Le MEDEF souhaite qu’elles soient associées à la constitution de la carte des formations, «pour mieux anticiper les besoins et donc mieux orienter les jeunes», en sachant que les trois quarts des emplois sont dans l’industrie.
Il a aussi insisté sur l’enjeu de l’accueil de tous les stagiaires, le plus souvent au mois de juin, sans compter les stages des collégiens ! Il a enfin laissé à la libre appréciation des entreprises le choix de financer et d’attribuer des bourses, pour susciter des vocations, en soulignant que cela existe déjà.
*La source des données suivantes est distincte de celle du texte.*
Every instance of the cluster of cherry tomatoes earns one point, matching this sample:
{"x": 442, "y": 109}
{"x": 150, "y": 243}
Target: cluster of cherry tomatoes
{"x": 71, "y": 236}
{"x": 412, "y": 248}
Concernant l’environnement et la transition écologique, Patrick Martin plaide pour bonne synthèse, en ne manquant pas de mettre en avant que la consommation énergétique des entreprises a baissé de 12%. Tout en pointant le risque pour la France de vouloir être plus verte que les autres pays. «Oui le risque c’est d’être en avance !» affirme Patrick Martin, estimant que cela peut défavoriser les entreprises françaises toutes confrontées à la mondialisation et à ce qui se fait ailleurs, notamment en Chine et en Inde.
Il a enfin plaidé pour une bonne prise en compte de l’inclusion et du handicap, tout en estimant qu’il y a des efforts considérables à assumer.